The term passagium originally meant a "passing over", "crossing" or "transit". It could refer to any journey by sea and eventually any journey at all. It was already the common term for a pilgrimage when, in the early 12th century, it became the common term for a crusade.

Perhaps as early as the Second Council of Lyon (1274) and certainly by the time of the Crusade of the Poor (1309), a distinction had was being drawn by crusade planners between a passagium generale (general passage) and passagium particulare (particular passage). The term generale passagium was used by Pope Innocent V in 1276 in a letter to Emperor Michael VIII Palaiologos concerning a future expedition involving Philip III of France, Rudolf I of Germany, Afonso III of Portugal and Charles of Salerno.
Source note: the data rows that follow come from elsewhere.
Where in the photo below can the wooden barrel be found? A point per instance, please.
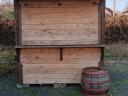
(95, 80)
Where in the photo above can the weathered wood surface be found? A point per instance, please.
(44, 65)
(46, 23)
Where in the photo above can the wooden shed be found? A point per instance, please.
(56, 39)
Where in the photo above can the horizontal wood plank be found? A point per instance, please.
(59, 21)
(39, 70)
(52, 76)
(49, 81)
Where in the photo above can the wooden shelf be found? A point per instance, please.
(60, 46)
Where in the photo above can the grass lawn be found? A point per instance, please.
(118, 87)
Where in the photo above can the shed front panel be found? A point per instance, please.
(48, 22)
(43, 66)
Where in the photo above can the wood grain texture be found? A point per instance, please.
(46, 23)
(42, 66)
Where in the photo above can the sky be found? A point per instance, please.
(120, 4)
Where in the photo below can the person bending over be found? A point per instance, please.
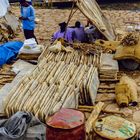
(28, 19)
A passagium generale was an "old-style, grand international crusading expedition" that included, besides the well-trained and professional military classes, numerous poorly trained but enthusiastic volunteers. Its goal was the recovery of the Holy Land. Such an expedition was the primary aim of Pope Gregory X (1271–1276) and remained for a long time the ultimate goal of all crusade planning. In fact, "Gregory was the last pope to come close to launching a traditional passagium generale". Increasingly, the passagium particulare took precedence in practice and the passagium generale became an unrealistic dream. Both types of passagium were authorized by the papacy and came with a plenary indulgence.
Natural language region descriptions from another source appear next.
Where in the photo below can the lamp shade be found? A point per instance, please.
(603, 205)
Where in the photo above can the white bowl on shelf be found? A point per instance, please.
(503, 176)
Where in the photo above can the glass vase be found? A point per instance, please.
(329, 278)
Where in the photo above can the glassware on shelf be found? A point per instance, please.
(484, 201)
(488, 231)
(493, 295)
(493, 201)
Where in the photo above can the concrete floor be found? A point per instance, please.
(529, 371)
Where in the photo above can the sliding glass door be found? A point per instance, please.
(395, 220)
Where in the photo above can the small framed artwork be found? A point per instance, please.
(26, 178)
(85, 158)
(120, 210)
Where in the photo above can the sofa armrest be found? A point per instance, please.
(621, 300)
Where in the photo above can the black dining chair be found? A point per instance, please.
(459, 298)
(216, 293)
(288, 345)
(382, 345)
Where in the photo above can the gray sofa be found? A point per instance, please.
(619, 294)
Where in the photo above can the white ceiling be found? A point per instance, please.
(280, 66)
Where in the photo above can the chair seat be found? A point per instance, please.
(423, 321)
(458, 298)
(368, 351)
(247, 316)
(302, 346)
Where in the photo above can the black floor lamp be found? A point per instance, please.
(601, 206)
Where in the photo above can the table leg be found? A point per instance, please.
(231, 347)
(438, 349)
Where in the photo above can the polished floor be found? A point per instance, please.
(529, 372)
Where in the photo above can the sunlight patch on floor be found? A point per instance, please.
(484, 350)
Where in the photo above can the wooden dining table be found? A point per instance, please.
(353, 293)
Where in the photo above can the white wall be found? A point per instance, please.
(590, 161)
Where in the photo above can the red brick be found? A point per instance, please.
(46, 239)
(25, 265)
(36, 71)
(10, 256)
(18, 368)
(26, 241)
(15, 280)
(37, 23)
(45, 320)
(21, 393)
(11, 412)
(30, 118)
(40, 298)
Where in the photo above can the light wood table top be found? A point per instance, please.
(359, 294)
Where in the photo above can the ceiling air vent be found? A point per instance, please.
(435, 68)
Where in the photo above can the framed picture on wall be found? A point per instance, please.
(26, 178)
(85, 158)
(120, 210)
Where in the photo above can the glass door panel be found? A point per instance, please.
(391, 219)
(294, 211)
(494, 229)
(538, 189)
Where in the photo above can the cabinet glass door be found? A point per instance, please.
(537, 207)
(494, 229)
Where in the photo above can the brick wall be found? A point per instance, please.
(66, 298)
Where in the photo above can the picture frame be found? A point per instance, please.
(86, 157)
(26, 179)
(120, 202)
A passagium particulare could be either a primum passagium (first passage) or passagium parvum (small passage), that is, either a preliminary venture preparing the way for a later passagium generale or else simply a smaller crusade with limited objectives. The passagium particulare was cheaper than a generale and could be led by a single leader, eliminating rivalries. It was a more professional undertaking, often even relying on the use of mercenaries. It could be used to organize raids or naval operations in support of the embargo on trade with the Muslims. The rise of the particular expedition at the expense of the general signified a practical turn in crusade strategy.
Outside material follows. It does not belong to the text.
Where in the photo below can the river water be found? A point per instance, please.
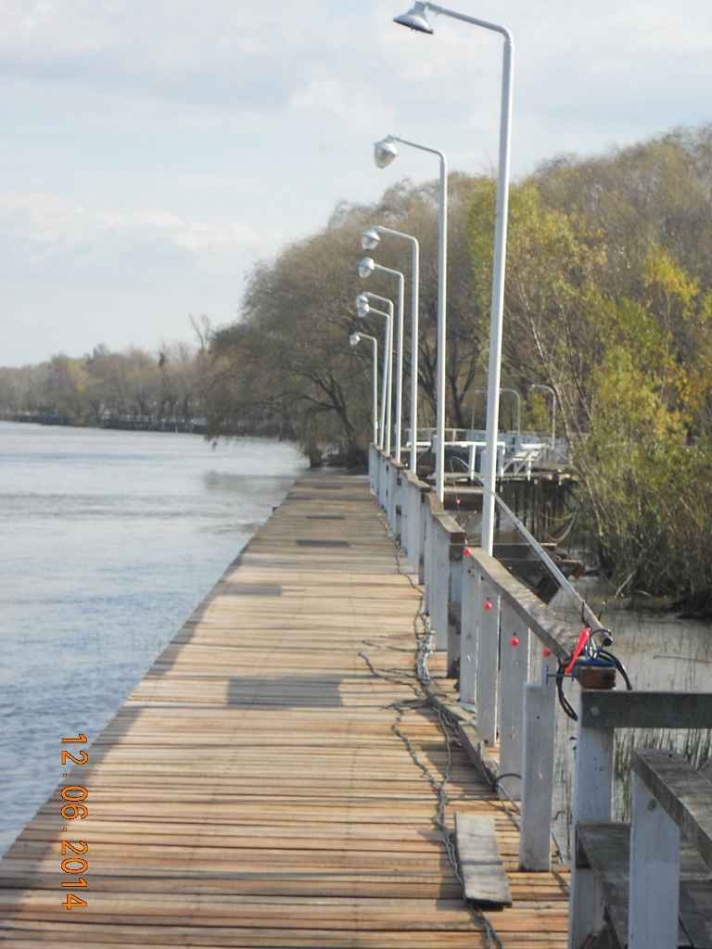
(107, 542)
The passagium particulare was probably conceptualized before the fall of Acre (1291), but the terminology does not definitively appear before 1309. Many scholars see 1274 as a turning point in crusade strategy from the generale to the particulare. Many earlier crusades, however, are sometimes viewed as particular passages avant la lettre. The expeditions led by King Theobald I of Navarre and Earl Richard of Cornwall in 1239–1241, the so-called Barons' Crusade, may be seen as early instances of passagium particulare. Plans for a more limited crusade in 1267 gave way to the Eighth Crusade when King Louis IX of France took the cross. Gregory X was the first pope to combine plans for a general crusade with plans for smaller interventions, a "dual crusading policy". This policy was endorsed by the Templars, King James I of Aragon and Erard of Vallery. In 1289, in implementing the theory of the passagium particulare, Pope Nicholas IV sent 20 galleys and 1,500 soldiers to Acre for one year after the fall of Tripoli.